Wikidata also helps Wikipedia by being a fundamental building block for technical innovation - big and small. Simple changes like the improved search box when linking to another article in VisualEditor become possible thanks to structured data in Wikidata. Now the selector shows you the short description from Wikidata and you can select the right article to link to without having to look it up. Wikidata also makes possible more fundamental changes like overhauling Wikimedia Commons in order to make images more discoverable for Wikipedia editors and others. Wikidata provides the data necessary to build better experiences for Wikipedia’s editors and readers.

Through the data in Wikidata we can also understand Wikipedia better. We can analyse much more easily what content is covered and what is missing. Take the gender gap. It was known for a long time that Wikipedia’s content is skewed towards covering men. The simple fact that there are more Wikipedia articles about men than women is not very helpful for a big community though as it is too broad a problem to be motivated by and meaningfully make progress on. Wikidata allows us to see a more detailed picture and analyse the content by time period, country, profession of the person and other relevant characteristics. We can also see if there is a difference between the language versions of Wikipedia to see if any of them has a particularly narrow gender gap so we can learn from them. We can also see the geographic distribution of Wikipedia’s content and find blind spots on Wikipedia’s map of the world. The same can be done for any other content bias or gap that needs to be understood better. This way, Wikidata helps Wikipedia learn more about itself.

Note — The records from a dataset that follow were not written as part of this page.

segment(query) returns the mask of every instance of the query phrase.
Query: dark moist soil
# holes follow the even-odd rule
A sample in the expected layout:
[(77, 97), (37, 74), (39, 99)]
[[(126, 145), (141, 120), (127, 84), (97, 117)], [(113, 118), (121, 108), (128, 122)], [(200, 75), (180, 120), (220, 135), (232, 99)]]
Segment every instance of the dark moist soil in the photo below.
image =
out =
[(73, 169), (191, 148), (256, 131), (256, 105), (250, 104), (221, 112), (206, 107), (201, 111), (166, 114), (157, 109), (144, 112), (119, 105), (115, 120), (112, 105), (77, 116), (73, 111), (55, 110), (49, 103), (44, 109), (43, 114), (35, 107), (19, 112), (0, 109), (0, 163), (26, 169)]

The gender gap on Wikipedia visualized per country of citizenship of the article’s subject. (tool by Envel Le Hir at denelezh.org)

Better understanding the knowledge that Wikipedia covers is a necessary first step towards countering biases and filling gaps. Wikidata can also help there by making it possible to generate automated worklists for a topic you care about. Interested in video games? You can make a list of all video games released in the last 10 years which are missing a publisher and start adding that data. How about party affiliations of politicians in your recent local election? Monuments in the city you last visited that are missing street addresses? All that is just a few clicks away, making it easier to contribute to collecting the sum of all human knowledge and making Wikipedia more complete.

And last but not least, Wikidata helps bring new contributors to Wikipedia. It opens up Wikimedia to new types of people, ones more interested in structuring information and connecting data points than writing long prose. And the small contributions that can be made on Wikidata lend themselves well to beginners who are initially overwhelmed by writing full articles. It also is a gateway for institutional contributors like galleries, libraries, archives and museums who want to make their content accessible.

Wikidata’s influence on Wikipedia far exceeds simply providing a few data points for infoboxes. It is a driver and supporter of change. Growing up with a big sister is not always easy. There’s the occasional disagreement and even fight but in the end you make up and stick together because you are the best team there could be. It is amazing to have someone to look up to. Wikidata is a project in its own right now, with its own reason for existence… but it will always be there to support Wikipedia.

Thank you, big sister! Wikidata owes you.